As Black Bart raced away in answer to Dan’s whistle, Kate recovered herself from the daze in which she stood and with a sob ran towards the willows, calling the name of Dan, but Silent sprang after her, and caught her by the arm. She cried out and struggled vainly in his grip.

“Don’t follow him, boys!” called Silent. “He’s a dog that can bite while he runs. Stand quiet, girl!”

Lee Haines caught him by the shoulder and jerked Silent around. His hand held the butt of his revolver, and his whole arm trembled with eagerness for the draw.

“Take your hand from her, Jim!” he said.

Silent met his eye with the same glare and while his left hand still held Kate by both her wrists his right dropped to his gun.

“Not when you tell me, Lee!”

“Damn you, I say let her go!”

“By God, Haines, I stand for too much from you!”

And still they did not draw, because each of them knew that if the crisis came it would mean death to them both. Bill Kilduff jumped between them and thrust them back.

He cried, “Ain’t we got enough trouble without roundin’ up work at home? Terry Jordan is shot through the arm.”

Kate tugged at the restraining hand of Silent, not in an attempt to escape, but in order to get closer to Haines.

“Was this your friendship?” she said, her voice shaking with hate and sorrow, “to bring me here as a lure for Whistling Dan? Listen to me, all of you! He’s escaped you now, and he’ll come again. Remember him, for he shan’t forget you!”

“You hear her?” said Silent to Haines.

“Is this what you want me to turn loose?”

“Silent,” said Haines, “it isn’t the girl alone you’ve double crossed. You’ve crooked me, and you’ll pay me for it sooner or later!”

“Day or night, winter or summer, I’m willing to meet you an’ fight it out. Rhinehart and Purvis, take this girl back to the clearing!”

They approached, Purvis still staring at the hand from which only a moment before his gun had been knocked by the shot of Whistling Dan. It was a thing which he could not understand — he had not yet lost a most uncomfortable sense of awe. Haines made no objection when they went off, with Kate walking between them. He knew, now that his blind anger had left him, that it was folly to draw on a fight while the rest of Silent’s men stood around them.

“An’ the rest of you go back to the clearin’. I got somethin’ to talk over with Lee,” said Silent.

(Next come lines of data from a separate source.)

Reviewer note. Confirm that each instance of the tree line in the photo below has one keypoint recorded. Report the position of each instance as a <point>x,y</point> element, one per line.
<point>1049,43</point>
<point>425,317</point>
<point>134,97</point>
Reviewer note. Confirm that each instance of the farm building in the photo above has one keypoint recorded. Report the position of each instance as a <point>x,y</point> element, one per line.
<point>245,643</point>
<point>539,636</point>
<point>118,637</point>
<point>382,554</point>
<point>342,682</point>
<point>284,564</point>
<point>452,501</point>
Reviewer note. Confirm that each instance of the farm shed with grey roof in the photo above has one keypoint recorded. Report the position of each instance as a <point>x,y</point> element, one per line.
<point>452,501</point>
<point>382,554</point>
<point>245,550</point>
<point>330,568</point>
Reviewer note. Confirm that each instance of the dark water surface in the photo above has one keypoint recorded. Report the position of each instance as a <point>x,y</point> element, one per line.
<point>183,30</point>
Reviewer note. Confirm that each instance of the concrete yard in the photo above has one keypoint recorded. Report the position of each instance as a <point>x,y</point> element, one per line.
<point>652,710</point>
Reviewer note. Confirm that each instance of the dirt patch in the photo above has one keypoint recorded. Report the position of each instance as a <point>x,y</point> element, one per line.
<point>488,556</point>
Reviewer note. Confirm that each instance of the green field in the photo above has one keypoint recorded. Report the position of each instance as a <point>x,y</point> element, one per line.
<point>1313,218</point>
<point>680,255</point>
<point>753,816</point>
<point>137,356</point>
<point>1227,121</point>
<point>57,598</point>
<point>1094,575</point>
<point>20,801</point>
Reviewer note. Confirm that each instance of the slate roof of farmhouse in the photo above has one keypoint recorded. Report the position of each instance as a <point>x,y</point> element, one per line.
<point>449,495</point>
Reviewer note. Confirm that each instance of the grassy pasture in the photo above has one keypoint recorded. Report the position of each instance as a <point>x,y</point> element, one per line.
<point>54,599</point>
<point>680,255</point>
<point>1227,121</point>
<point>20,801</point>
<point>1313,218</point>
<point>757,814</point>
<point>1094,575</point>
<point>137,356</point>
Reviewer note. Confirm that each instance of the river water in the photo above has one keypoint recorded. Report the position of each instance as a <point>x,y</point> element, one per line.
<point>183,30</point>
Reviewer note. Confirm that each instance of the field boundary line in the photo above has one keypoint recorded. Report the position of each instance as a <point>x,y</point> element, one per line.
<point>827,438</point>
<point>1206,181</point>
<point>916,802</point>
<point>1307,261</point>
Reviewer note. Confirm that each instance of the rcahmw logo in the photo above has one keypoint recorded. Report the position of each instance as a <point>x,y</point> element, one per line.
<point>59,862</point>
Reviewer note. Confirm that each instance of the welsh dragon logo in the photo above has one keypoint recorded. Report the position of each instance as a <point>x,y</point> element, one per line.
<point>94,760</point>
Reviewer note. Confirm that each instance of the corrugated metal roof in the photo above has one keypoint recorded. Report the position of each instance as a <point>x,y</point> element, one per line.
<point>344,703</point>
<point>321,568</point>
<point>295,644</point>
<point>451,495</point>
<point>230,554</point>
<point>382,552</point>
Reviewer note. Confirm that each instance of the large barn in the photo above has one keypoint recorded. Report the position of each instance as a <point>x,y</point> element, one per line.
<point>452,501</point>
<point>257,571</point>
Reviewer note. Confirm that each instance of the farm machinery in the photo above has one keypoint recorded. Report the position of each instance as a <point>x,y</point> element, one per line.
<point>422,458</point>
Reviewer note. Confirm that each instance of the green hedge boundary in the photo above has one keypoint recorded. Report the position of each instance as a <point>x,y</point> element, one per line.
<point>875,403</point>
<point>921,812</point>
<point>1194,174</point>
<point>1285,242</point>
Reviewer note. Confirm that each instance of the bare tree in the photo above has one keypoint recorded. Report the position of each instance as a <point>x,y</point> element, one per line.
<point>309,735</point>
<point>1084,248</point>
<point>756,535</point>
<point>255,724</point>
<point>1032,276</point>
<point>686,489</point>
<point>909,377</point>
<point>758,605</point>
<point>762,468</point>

The others obeyed without question, and the leader turned back to his lieutenant. For a moment longer they remained staring at each other. Then Silent moved slowly forward with outstretched hand.

“Lee,” he said quietly, “I’m owin’ you an apology an’ I’m man enough to make it.”

“I can’t take your hand, Jim.”

Silent hesitated.

“I guess you got cause to be mad, Lee,” he said. “Maybe I played too quick a hand. I didn’t think about double crossin’ you. I only seen a way to get Whistlin’ Dan out of our path, an’ I took it without rememberin’ that you was the safeguard to the girl.”

Haines eyed his chief narrowly.

“I wish to God I could read your mind,” he said at last, “but I’ll take your word that you did it without thinking.”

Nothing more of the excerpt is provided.